Amartilló la pistola. El sonido fue agudo y definitivo en la habitación silenciosa.
—Quédate justo donde estás —dijo—. O mueres.
Isobel se enderezó, recuperando parte de su compostura. —Soy una Luna. ¿Cómo te atreves a apuntarme con tu pistola?
—Y yo soy un centinela. —El dedo de Garrett se movió hacia el gatillo—. Y tú no eres mi Luna. Vete.
La puerta se abrió de golpe.
Baruch entró rápidamente, su mirada recorriendo la habitación antes de posarse en Isobel. El reconocimiento destelló en su rostro. Se inclinó inmediatamente, la memoria muscular imponiéndose a cualquier confusión que sintiera.
—Luna Isobel. —Se enderezó—. ¿Qué está haciendo aquí?
—¿Qué parece? —Hizo un gesto hacia mí—. Quiero hablar con mi hija.

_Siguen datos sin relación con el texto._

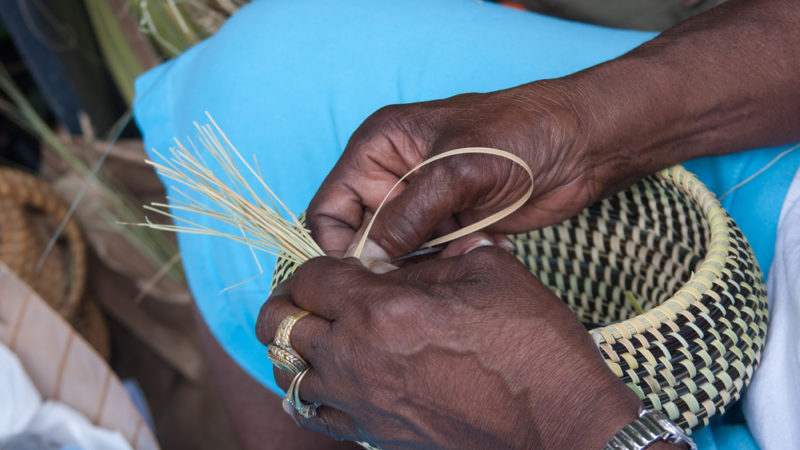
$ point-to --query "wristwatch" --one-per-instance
(651, 426)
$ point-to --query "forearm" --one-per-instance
(724, 81)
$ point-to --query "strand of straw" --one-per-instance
(483, 223)
(759, 171)
(231, 199)
(261, 223)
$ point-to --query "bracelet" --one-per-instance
(651, 426)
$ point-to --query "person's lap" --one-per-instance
(289, 81)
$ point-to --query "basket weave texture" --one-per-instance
(22, 196)
(667, 243)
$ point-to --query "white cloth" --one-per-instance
(60, 423)
(19, 398)
(772, 401)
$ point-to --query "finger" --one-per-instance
(464, 245)
(465, 268)
(503, 241)
(334, 215)
(328, 421)
(439, 191)
(307, 335)
(312, 385)
(327, 286)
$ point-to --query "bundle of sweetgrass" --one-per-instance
(265, 225)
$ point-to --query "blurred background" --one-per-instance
(66, 85)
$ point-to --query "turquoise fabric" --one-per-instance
(290, 80)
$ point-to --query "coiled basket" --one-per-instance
(666, 247)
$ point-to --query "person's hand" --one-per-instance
(463, 352)
(537, 122)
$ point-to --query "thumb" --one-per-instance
(408, 220)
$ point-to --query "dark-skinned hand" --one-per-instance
(462, 352)
(537, 124)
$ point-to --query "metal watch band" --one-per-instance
(651, 426)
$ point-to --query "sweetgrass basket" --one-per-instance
(667, 248)
(60, 281)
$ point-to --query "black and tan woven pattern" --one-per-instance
(666, 245)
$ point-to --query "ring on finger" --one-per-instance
(284, 331)
(285, 359)
(307, 410)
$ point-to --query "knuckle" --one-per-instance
(392, 313)
(263, 330)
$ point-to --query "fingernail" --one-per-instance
(378, 266)
(480, 243)
(506, 244)
(371, 250)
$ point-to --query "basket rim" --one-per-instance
(707, 273)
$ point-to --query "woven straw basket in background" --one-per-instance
(30, 211)
(667, 244)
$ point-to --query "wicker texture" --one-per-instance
(20, 247)
(667, 243)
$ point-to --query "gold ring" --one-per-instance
(307, 410)
(285, 359)
(285, 329)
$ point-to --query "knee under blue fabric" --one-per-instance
(290, 80)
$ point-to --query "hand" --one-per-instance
(536, 122)
(465, 352)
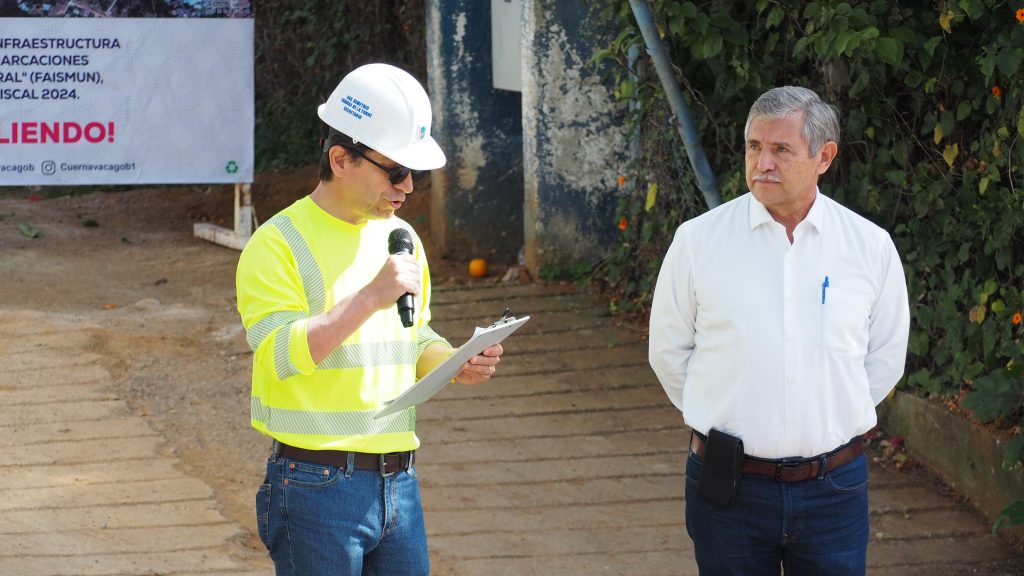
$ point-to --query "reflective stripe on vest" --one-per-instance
(312, 279)
(331, 423)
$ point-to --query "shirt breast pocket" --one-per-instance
(843, 322)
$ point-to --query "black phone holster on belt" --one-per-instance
(723, 464)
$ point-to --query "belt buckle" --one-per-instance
(383, 466)
(779, 467)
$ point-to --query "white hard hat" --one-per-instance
(384, 108)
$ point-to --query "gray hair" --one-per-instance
(820, 120)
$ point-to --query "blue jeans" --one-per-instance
(317, 520)
(818, 526)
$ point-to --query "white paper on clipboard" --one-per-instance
(433, 382)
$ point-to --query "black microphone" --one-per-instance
(399, 242)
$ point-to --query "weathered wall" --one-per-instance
(573, 140)
(476, 202)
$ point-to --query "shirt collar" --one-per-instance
(759, 214)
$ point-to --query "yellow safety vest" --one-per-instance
(296, 265)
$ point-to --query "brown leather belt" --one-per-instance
(792, 470)
(387, 464)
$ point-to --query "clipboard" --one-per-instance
(439, 377)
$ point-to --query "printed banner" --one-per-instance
(110, 100)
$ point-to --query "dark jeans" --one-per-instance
(815, 527)
(318, 520)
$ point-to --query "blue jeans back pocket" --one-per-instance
(263, 515)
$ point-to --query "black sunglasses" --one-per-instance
(394, 175)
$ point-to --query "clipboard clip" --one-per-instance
(505, 319)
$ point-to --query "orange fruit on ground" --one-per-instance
(478, 268)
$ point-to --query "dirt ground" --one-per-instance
(128, 261)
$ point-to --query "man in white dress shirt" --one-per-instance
(780, 319)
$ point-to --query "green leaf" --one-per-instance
(891, 50)
(963, 111)
(1009, 62)
(28, 231)
(950, 154)
(1014, 453)
(713, 45)
(995, 395)
(974, 8)
(869, 33)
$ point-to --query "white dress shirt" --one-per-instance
(747, 338)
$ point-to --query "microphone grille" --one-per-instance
(399, 241)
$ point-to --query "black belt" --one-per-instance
(790, 470)
(387, 464)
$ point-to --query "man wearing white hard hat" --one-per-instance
(316, 292)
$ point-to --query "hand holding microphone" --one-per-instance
(399, 242)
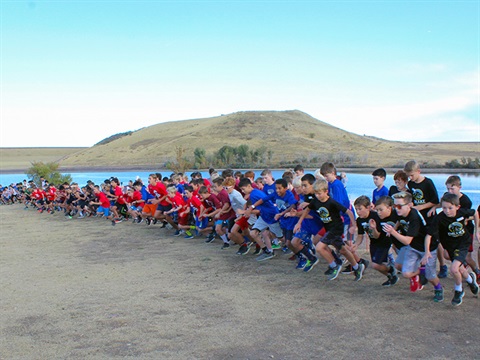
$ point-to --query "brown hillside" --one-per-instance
(290, 135)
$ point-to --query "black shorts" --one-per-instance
(379, 254)
(458, 253)
(332, 239)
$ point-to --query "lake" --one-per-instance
(357, 184)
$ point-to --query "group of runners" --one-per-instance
(407, 229)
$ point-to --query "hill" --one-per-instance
(283, 137)
(20, 159)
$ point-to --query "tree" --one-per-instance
(49, 172)
(181, 163)
(200, 157)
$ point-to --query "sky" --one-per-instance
(75, 72)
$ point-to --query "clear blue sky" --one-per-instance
(399, 70)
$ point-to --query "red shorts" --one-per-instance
(242, 223)
(150, 209)
(183, 220)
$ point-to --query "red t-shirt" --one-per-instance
(103, 200)
(177, 201)
(118, 192)
(195, 204)
(51, 194)
(159, 190)
(224, 199)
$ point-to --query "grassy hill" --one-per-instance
(283, 137)
(14, 159)
(291, 136)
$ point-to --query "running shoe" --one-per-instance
(210, 238)
(473, 285)
(276, 246)
(302, 263)
(347, 269)
(265, 256)
(335, 272)
(310, 264)
(243, 250)
(364, 262)
(443, 272)
(387, 283)
(457, 297)
(359, 272)
(438, 297)
(415, 284)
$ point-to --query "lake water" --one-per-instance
(358, 184)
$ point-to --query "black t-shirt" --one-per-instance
(330, 214)
(452, 232)
(414, 225)
(423, 193)
(394, 190)
(385, 239)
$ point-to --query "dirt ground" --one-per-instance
(83, 289)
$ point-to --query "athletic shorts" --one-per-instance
(164, 208)
(242, 223)
(379, 254)
(412, 262)
(150, 209)
(309, 228)
(201, 224)
(104, 211)
(136, 208)
(287, 234)
(222, 223)
(183, 220)
(261, 225)
(334, 240)
(400, 255)
(458, 253)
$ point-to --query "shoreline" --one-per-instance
(360, 170)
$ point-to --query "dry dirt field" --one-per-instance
(83, 289)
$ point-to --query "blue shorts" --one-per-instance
(164, 208)
(104, 211)
(201, 224)
(401, 255)
(379, 254)
(222, 223)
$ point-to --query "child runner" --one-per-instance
(450, 227)
(369, 224)
(411, 232)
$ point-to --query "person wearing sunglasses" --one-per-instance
(412, 231)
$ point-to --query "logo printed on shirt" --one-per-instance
(456, 229)
(404, 225)
(418, 197)
(324, 215)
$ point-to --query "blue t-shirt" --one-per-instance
(337, 191)
(267, 210)
(145, 194)
(377, 194)
(283, 203)
(270, 191)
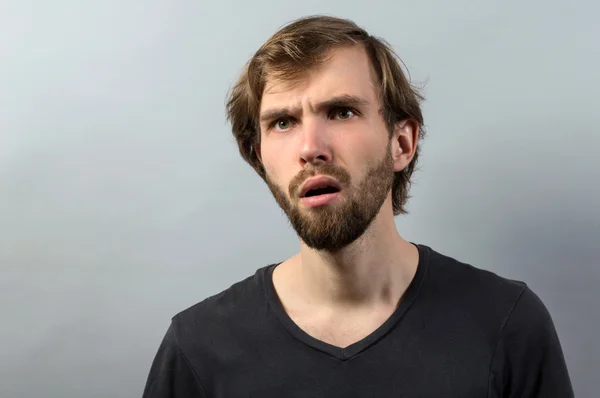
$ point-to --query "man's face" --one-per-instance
(326, 150)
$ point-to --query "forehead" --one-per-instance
(344, 71)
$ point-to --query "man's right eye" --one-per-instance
(282, 124)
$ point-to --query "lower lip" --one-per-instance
(319, 200)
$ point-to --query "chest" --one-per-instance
(340, 330)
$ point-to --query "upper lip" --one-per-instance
(319, 182)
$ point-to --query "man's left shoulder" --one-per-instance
(460, 278)
(478, 292)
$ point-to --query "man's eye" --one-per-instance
(282, 124)
(343, 113)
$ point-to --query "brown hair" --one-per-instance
(303, 44)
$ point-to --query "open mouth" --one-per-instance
(321, 191)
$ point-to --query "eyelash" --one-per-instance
(332, 112)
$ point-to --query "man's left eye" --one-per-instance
(344, 114)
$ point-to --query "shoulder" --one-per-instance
(222, 313)
(463, 280)
(480, 298)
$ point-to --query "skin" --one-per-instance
(338, 294)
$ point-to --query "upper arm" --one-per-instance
(528, 359)
(170, 375)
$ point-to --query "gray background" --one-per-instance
(123, 199)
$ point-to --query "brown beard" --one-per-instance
(335, 226)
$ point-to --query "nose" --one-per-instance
(314, 147)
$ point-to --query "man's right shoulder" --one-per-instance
(216, 315)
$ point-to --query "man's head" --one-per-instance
(323, 103)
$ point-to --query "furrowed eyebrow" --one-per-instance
(341, 101)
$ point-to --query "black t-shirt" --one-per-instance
(459, 332)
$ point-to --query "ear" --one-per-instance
(404, 143)
(256, 148)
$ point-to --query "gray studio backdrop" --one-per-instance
(123, 199)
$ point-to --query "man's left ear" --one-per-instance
(404, 143)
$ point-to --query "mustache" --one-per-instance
(327, 169)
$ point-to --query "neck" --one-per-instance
(374, 269)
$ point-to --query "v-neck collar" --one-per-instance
(352, 350)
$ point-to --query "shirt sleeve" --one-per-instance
(528, 359)
(170, 375)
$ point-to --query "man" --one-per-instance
(325, 115)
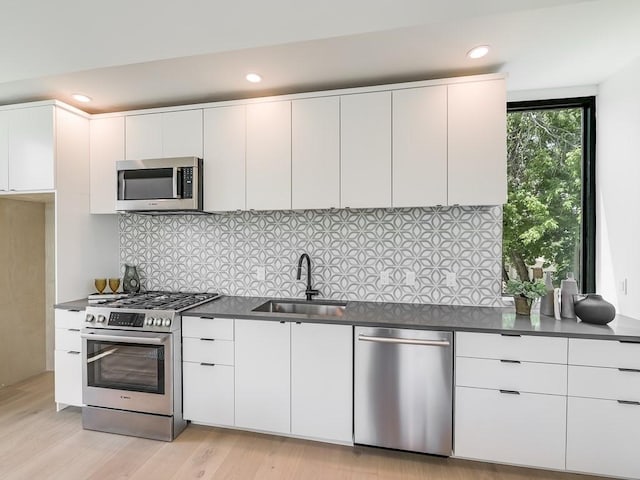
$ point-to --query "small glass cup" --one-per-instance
(114, 284)
(100, 284)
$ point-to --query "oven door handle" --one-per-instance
(123, 339)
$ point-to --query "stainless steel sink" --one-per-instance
(323, 309)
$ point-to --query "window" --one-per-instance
(549, 219)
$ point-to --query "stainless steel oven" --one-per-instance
(132, 364)
(160, 184)
(129, 371)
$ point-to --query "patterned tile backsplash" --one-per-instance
(348, 249)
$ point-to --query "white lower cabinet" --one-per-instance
(208, 370)
(294, 379)
(208, 393)
(68, 358)
(603, 412)
(262, 375)
(510, 399)
(603, 437)
(523, 429)
(322, 381)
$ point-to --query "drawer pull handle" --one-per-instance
(510, 392)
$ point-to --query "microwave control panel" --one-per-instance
(187, 182)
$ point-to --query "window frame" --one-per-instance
(588, 106)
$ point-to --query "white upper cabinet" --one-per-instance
(366, 150)
(31, 148)
(315, 156)
(4, 151)
(420, 146)
(107, 147)
(182, 134)
(224, 158)
(477, 143)
(164, 135)
(269, 156)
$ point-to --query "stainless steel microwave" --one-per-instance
(163, 184)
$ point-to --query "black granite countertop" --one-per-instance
(419, 316)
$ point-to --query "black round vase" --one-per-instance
(594, 309)
(130, 280)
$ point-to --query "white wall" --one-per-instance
(618, 189)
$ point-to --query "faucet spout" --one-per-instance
(309, 292)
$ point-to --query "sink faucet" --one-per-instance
(309, 292)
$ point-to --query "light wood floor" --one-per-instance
(38, 443)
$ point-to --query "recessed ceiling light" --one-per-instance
(81, 98)
(478, 52)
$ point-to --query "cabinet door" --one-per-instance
(321, 381)
(420, 147)
(262, 375)
(526, 429)
(224, 158)
(603, 437)
(269, 156)
(365, 147)
(107, 147)
(143, 136)
(4, 151)
(182, 134)
(68, 377)
(315, 156)
(208, 393)
(477, 143)
(31, 149)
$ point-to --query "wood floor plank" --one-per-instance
(36, 442)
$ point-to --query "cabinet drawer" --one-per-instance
(68, 340)
(207, 351)
(208, 393)
(526, 429)
(216, 328)
(607, 383)
(68, 319)
(68, 377)
(603, 437)
(512, 347)
(550, 378)
(604, 353)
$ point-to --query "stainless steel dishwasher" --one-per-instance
(403, 384)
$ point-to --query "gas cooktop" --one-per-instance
(161, 301)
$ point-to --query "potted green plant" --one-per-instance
(525, 293)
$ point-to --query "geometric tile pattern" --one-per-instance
(348, 250)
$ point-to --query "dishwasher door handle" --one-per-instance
(405, 341)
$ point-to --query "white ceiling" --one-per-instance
(135, 54)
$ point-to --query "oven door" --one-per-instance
(128, 370)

La palabra cayó como una bofetada.
—No soy hija tuya —dije.
Baruch avanzó más en la habitación. —Luna, esto va contra las leyes del círculo de ancianos. No debería estar aquí.
—No me cites la ley —su voz se agudizó—. Voy a hablar con Fia.
Caminé hacia adelante y bajé suavemente la pistola de Garrett. Su brazo resistió por un momento antes de bajar.
—¿Qué quieres? —pregunté.
Isobel miró a Garrett, luego a Baruch. —¿Pueden salir?
—No.
Su mandíbula se tensó. —Este es un asunto privado.
—Lo que estás haciendo ahora mismo es quebrantar la ley del círculo de ancianos —dije—. Así que lo que sea que tengas que decir, dilo aquí con ellos presentes. ¿O estás tratando de asesinarme?
Algo se desmoronó en su expresión. Se hundió de rodillas, el movimiento sin gracia y desesperado.
—No. —La palabra salió desgarrada—. Estoy tratando de persuadirte.
La miré desde arriba. —¿Rompiendo la ley más importante del círculo?
—No me importa. —Sus manos presionaron contra el suelo—. Soy una madre. No puedo dejar que mi hija… No puedo dejar que mi bebé muera o quede permanentemente encadenada a mi familia.
La parte de encadenada a mi familia me confundió, pero decidí no prestarle mucha atención.
—¿Qué tiene eso que ver conmigo? —Mantuve mi voz nivelada—. Ella cometió el crimen. Es mejor que pague por ello.
Isobel se arrastró hacia adelante. Literalmente se arrastró, sus rodillas raspando contra el piso de madera mientras acortaba la distancia entre nosotras.
—Sé que te he hecho daño. —Su voz se quebró—. Lo sé.
—¿Cuál? —Incliné la cabeza—. ¿El asesinato de mi madre? ¿O el hecho de que ayudaste a tu hija a incriminarme como una perra celosa que quería robar su felicidad?